What gets your blood boiling about your commute?


5 Responses to “The 10 Commuting Commandments”

  1. Keysie says:

    Can I add –

    11. If you really must carry an umberella, please keep it at an angle so that you can see where you are going, I dislike having to jump out the way to save my eyeballs.

    12. If you are going to cut across my path whilst pulling your luggage behind you, don’t get upset when I walk into it, purposely and with extreme force.

  2. Chris Lienert says:

    These probably only apply to Perth, Australia…
    13. Allow people to actually leave the train before you attempt to board.
    14. During peak hour, move away from the doors to allow other people to get on board. They would also like to get home.
    15. Do not occupy as many seats as possible and then appear upset that someone else would like to sit on one of them.

  3. How says:

    >What gets your blood boiling about your commute?

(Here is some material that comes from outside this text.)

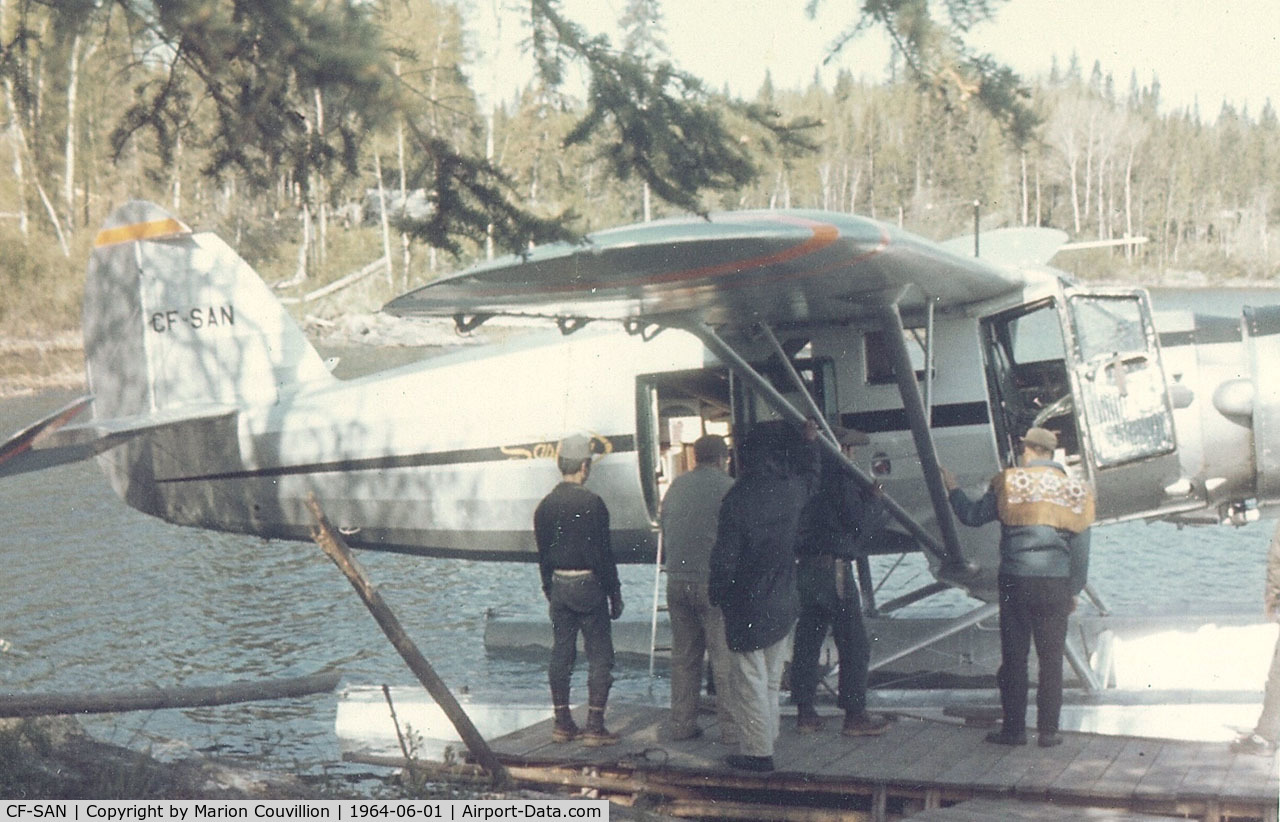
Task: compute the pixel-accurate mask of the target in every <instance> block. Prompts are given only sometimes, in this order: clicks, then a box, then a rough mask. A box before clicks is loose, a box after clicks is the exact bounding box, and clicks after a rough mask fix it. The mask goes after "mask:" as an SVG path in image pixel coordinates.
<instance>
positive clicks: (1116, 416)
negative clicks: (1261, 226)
mask: <svg viewBox="0 0 1280 822" xmlns="http://www.w3.org/2000/svg"><path fill="white" fill-rule="evenodd" d="M1065 239H1066V236H1065V234H1064V233H1061V232H1056V230H1052V229H1002V230H997V232H988V233H984V234H982V236H980V237H978V238H960V239H957V241H954V242H950V243H934V242H931V241H927V239H923V238H919V237H915V236H913V234H910V233H908V232H904V230H900V229H897V228H895V227H892V225H887V224H883V223H879V222H876V220H870V219H864V218H859V216H854V215H849V214H835V213H822V211H803V210H794V211H791V210H788V211H742V213H724V214H713V215H710V216H708V218H705V219H704V218H687V219H669V220H659V222H654V223H646V224H641V225H632V227H625V228H617V229H612V230H603V232H599V233H594V234H590V236H588V237H585V238H582V239H581V241H580V242H576V243H557V245H548V246H541V247H534V248H530V250H527V251H525V252H522V254H518V255H512V256H507V257H502V259H498V260H494V261H489V262H481V264H479V265H476V266H474V268H470V269H467V270H463V271H461V273H458V274H453V275H449V277H444V278H440V279H438V280H435V282H433V283H430V284H426V286H424V287H421V288H417V289H415V291H411V292H408V293H406V294H403V296H401V297H397V298H394V300H393V301H390V302H389V303H388V305H387V306H385V311H387V312H389V314H390V315H394V316H398V318H452V320H453V323H454V325H456V328H457V330H458V332H460V333H463V334H466V333H474V332H475V330H476V329H479V328H480V326H483V325H484V324H485V323H488V321H490V320H493V319H494V318H526V319H541V320H545V321H547V328H544V329H540V330H539V332H536V333H530V334H526V335H521V337H517V338H509V339H504V341H503V342H500V343H494V344H485V346H476V347H468V348H466V350H462V351H456V352H452V353H447V355H442V356H434V357H430V359H426V360H422V361H421V362H416V364H411V365H407V366H399V367H394V369H389V370H385V371H379V373H374V374H369V375H365V376H360V378H356V379H347V380H344V379H338V378H335V376H334V375H333V374H332V373H330V370H329V369H328V367H326V364H325V361H324V360H323V359H321V356H320V355H319V353H317V352H316V350H315V348H314V347H312V344H311V343H310V342H308V339H307V338H306V335H305V334H303V332H302V330H301V329H300V328H298V325H297V324H296V323H294V321H293V320H292V318H291V316H289V314H288V312H287V310H285V309H284V307H283V306H282V303H280V301H279V300H278V298H276V297H275V296H274V294H273V292H271V289H270V288H269V287H268V286H266V284H265V283H264V282H262V280H261V279H260V278H259V275H257V274H256V273H255V271H253V270H252V269H251V268H250V265H248V264H246V262H244V261H243V260H242V259H241V257H239V256H238V255H237V254H236V252H234V251H233V250H232V248H230V247H229V246H228V245H227V243H225V242H224V241H221V239H220V238H219V237H216V236H214V234H212V233H206V232H196V230H192V229H191V228H189V227H188V225H187V224H184V223H183V222H182V220H179V219H178V218H175V216H174V215H172V214H169V213H168V211H165V210H164V209H161V207H160V206H156V205H152V204H147V202H131V204H127V205H124V206H122V207H120V209H118V210H116V211H115V213H114V214H113V215H111V216H110V218H109V219H108V220H106V223H105V224H104V227H102V229H101V230H100V233H99V234H97V237H96V241H95V246H93V252H92V257H91V261H90V268H88V278H87V283H86V289H84V315H83V328H84V355H86V361H87V373H88V391H90V396H87V397H84V398H81V399H78V401H76V402H73V403H70V405H69V406H67V407H65V408H61V410H59V411H58V412H55V414H52V415H50V416H49V417H47V419H44V420H40V421H38V423H36V424H33V425H31V426H28V428H26V429H23V430H22V431H19V433H17V434H15V435H14V437H12V438H10V439H9V440H8V442H6V443H5V444H4V446H3V447H0V458H3V462H0V475H3V474H17V472H23V471H29V470H37V469H41V467H47V466H51V465H58V463H61V462H67V461H73V460H83V458H90V457H95V458H96V460H97V462H99V463H100V466H101V469H102V470H104V471H105V474H106V476H108V478H109V480H110V484H111V485H113V488H114V490H115V492H116V493H118V494H119V497H120V498H122V499H123V501H124V502H125V503H127V504H129V506H132V507H134V508H137V510H140V511H143V512H146V513H150V515H154V516H156V517H160V519H164V520H168V521H170V522H177V524H180V525H188V526H195V528H205V529H216V530H224V531H234V533H244V534H256V535H260V536H264V538H271V539H298V540H305V539H310V534H311V528H312V525H314V521H312V515H311V512H310V511H308V508H307V504H306V501H307V498H308V496H311V494H314V496H315V498H317V499H319V501H320V502H321V504H323V506H324V510H325V512H326V515H328V516H329V519H330V520H332V521H333V522H334V524H335V525H338V526H339V528H340V529H342V533H343V534H344V535H346V536H347V539H348V542H349V544H352V545H353V547H357V548H365V549H374V551H392V552H406V553H413V554H425V556H438V557H467V558H476V560H493V561H532V560H534V558H535V549H534V543H532V533H531V521H532V510H534V506H535V504H536V503H538V501H539V499H540V498H541V497H543V496H544V494H545V492H547V489H549V488H550V487H553V485H554V484H556V481H557V480H558V474H557V470H556V463H554V460H553V458H552V457H554V452H556V443H557V442H558V440H559V439H561V438H562V437H563V435H564V434H567V433H573V431H580V433H586V434H589V435H590V437H591V440H593V443H594V451H595V452H596V455H598V456H596V462H595V466H594V470H593V472H591V479H590V484H589V487H590V488H593V489H594V490H595V492H598V493H599V494H600V496H602V497H603V498H604V499H605V502H607V504H608V507H609V511H611V517H612V528H613V547H614V552H616V554H617V557H618V560H620V561H622V562H654V560H655V558H657V556H658V551H659V540H658V534H657V530H655V521H657V513H658V507H659V503H660V499H662V493H663V489H664V487H666V484H667V483H668V481H669V480H671V479H672V476H673V475H675V474H676V472H678V471H680V470H681V469H682V466H684V463H685V462H684V460H685V453H686V451H687V448H689V443H690V442H691V440H692V439H694V438H696V437H698V435H699V434H701V433H703V431H705V430H712V429H714V430H723V431H726V433H730V434H731V439H733V440H740V439H741V437H742V434H744V433H745V431H748V430H750V428H751V426H754V425H760V424H771V423H773V424H776V421H778V420H786V421H791V423H795V424H800V423H803V421H804V420H806V419H813V420H817V421H818V423H819V424H820V426H822V428H823V429H824V430H826V433H827V437H823V438H820V442H822V443H823V446H824V448H827V449H828V451H829V452H831V453H832V456H835V457H837V458H840V460H842V461H844V466H845V469H846V470H847V471H849V472H850V474H851V475H852V476H854V478H856V480H858V481H860V483H863V484H867V485H870V484H873V483H874V484H878V485H881V487H882V488H883V490H884V496H886V499H887V504H888V508H890V512H891V515H892V524H891V528H890V536H888V538H887V539H886V542H884V544H883V545H878V547H874V551H883V552H892V553H900V552H904V551H919V552H924V554H925V556H927V557H928V560H929V566H931V568H932V571H933V574H934V576H936V579H934V581H932V583H929V584H927V585H923V586H922V588H919V589H918V590H914V592H910V593H908V594H906V595H902V597H897V598H896V599H893V600H891V602H884V603H877V602H876V600H874V597H873V586H872V583H870V580H869V579H868V577H869V563H868V562H867V560H861V561H859V562H858V570H859V572H860V583H861V585H863V592H864V595H865V598H867V606H868V607H869V608H872V609H874V612H876V613H878V615H892V613H893V612H895V611H899V609H900V608H902V607H905V606H908V604H910V603H914V602H919V600H922V599H924V598H927V597H929V595H932V594H936V593H938V592H942V590H947V589H952V588H960V589H963V590H965V592H966V593H968V594H970V595H972V597H974V598H975V599H977V600H979V603H980V604H979V607H977V608H975V609H973V611H972V612H970V613H966V615H963V616H959V617H956V618H954V620H946V621H943V622H942V624H941V625H938V626H936V627H934V629H929V631H927V634H925V635H924V636H920V638H918V639H916V640H913V643H911V647H913V648H920V647H927V645H929V644H931V643H937V641H942V640H943V639H946V638H947V636H952V635H955V634H956V633H957V631H961V630H964V629H965V627H966V626H972V625H974V624H977V622H979V621H982V620H986V618H988V617H991V616H992V615H993V612H995V606H993V604H992V599H993V594H995V568H996V565H997V562H996V554H995V545H996V542H997V540H996V536H995V533H993V530H992V529H991V528H989V526H988V528H987V529H960V528H957V525H956V521H955V519H954V516H952V513H951V511H950V507H948V504H947V499H946V489H945V487H943V483H942V479H941V472H940V466H941V465H946V466H948V467H950V469H951V470H952V471H955V472H956V474H957V476H959V478H960V481H961V484H965V485H969V487H973V488H979V487H980V485H982V484H983V483H986V480H987V479H988V478H989V476H991V475H993V474H995V472H996V471H997V470H1000V469H1001V467H1002V466H1005V465H1007V463H1009V462H1010V461H1011V458H1012V456H1014V452H1015V447H1016V442H1018V437H1019V435H1020V434H1021V433H1023V431H1025V429H1027V428H1029V426H1032V425H1043V426H1047V428H1052V429H1055V430H1056V431H1057V433H1059V439H1060V453H1059V455H1057V456H1059V458H1060V460H1061V461H1062V462H1064V463H1065V465H1066V466H1068V467H1069V470H1070V471H1073V472H1075V474H1076V475H1079V476H1080V478H1083V479H1085V480H1088V481H1089V483H1092V484H1093V485H1094V488H1096V489H1097V499H1098V511H1097V513H1098V521H1100V522H1101V524H1106V522H1117V521H1124V520H1132V519H1148V520H1149V519H1162V520H1171V521H1176V522H1193V524H1207V522H1235V524H1240V522H1244V521H1247V520H1249V519H1254V517H1257V516H1258V515H1260V513H1261V512H1263V511H1265V510H1266V508H1268V507H1271V506H1274V504H1276V502H1277V501H1280V449H1277V448H1276V444H1277V437H1280V434H1277V426H1280V306H1268V307H1249V309H1245V310H1244V315H1243V318H1242V320H1239V321H1236V320H1230V319H1228V320H1222V319H1221V318H1202V316H1194V315H1190V314H1187V315H1179V316H1175V318H1171V319H1170V320H1171V324H1164V325H1161V326H1157V321H1156V316H1155V315H1153V311H1152V307H1151V303H1149V300H1148V296H1147V294H1146V292H1144V291H1143V289H1138V288H1093V287H1088V286H1084V284H1082V283H1076V282H1074V280H1073V279H1071V278H1070V277H1068V275H1066V274H1064V273H1062V271H1060V270H1055V269H1052V268H1050V265H1048V262H1050V260H1051V259H1052V256H1053V255H1055V254H1056V252H1057V251H1059V248H1060V247H1061V246H1062V245H1064V242H1065ZM979 252H980V254H979ZM82 416H83V417H87V419H81V417H82ZM836 424H838V425H842V426H846V428H856V429H860V430H863V431H867V433H868V435H869V438H870V446H869V447H867V448H864V449H861V451H863V452H864V453H865V460H861V458H860V460H859V461H858V462H854V461H849V460H845V458H844V456H842V453H841V451H840V449H838V447H836V446H835V444H833V438H831V437H829V434H831V426H833V425H836ZM717 426H719V428H717ZM1097 604H1098V606H1100V609H1105V604H1103V603H1101V600H1098V603H1097ZM1087 650H1088V649H1082V648H1078V647H1076V645H1075V644H1073V649H1071V652H1070V653H1069V661H1070V663H1071V667H1073V668H1074V670H1075V672H1076V673H1078V675H1079V677H1080V680H1082V681H1083V682H1084V684H1085V685H1087V688H1091V689H1101V688H1103V686H1105V685H1106V679H1107V673H1106V672H1105V671H1102V672H1100V671H1097V670H1096V667H1093V666H1091V662H1089V659H1088V657H1087V653H1085V652H1087ZM886 663H887V661H886V659H884V658H881V659H877V661H876V665H886Z"/></svg>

    Um. Doesn’t really get my blood boiling but the icky black stuff that comes out of your nose after a jaunt on the underground is pretty funky. Mmmm carcinogenelicious.

  4. Small Paul says:

    16. Sometimes, just sometimes, consider letting someone else go first, rather than plunging forward and getting through the mass of bodies by sheer force of will.

    17. People do need to get off the train before you get on. Give them room.

    18. It never hurts to smile a bit.

    19. No-one’s forcing you into this. If you hate it so much, quit your job, and find something else to do.

  5. emma says:

    Chris: Those definitely apply to London too.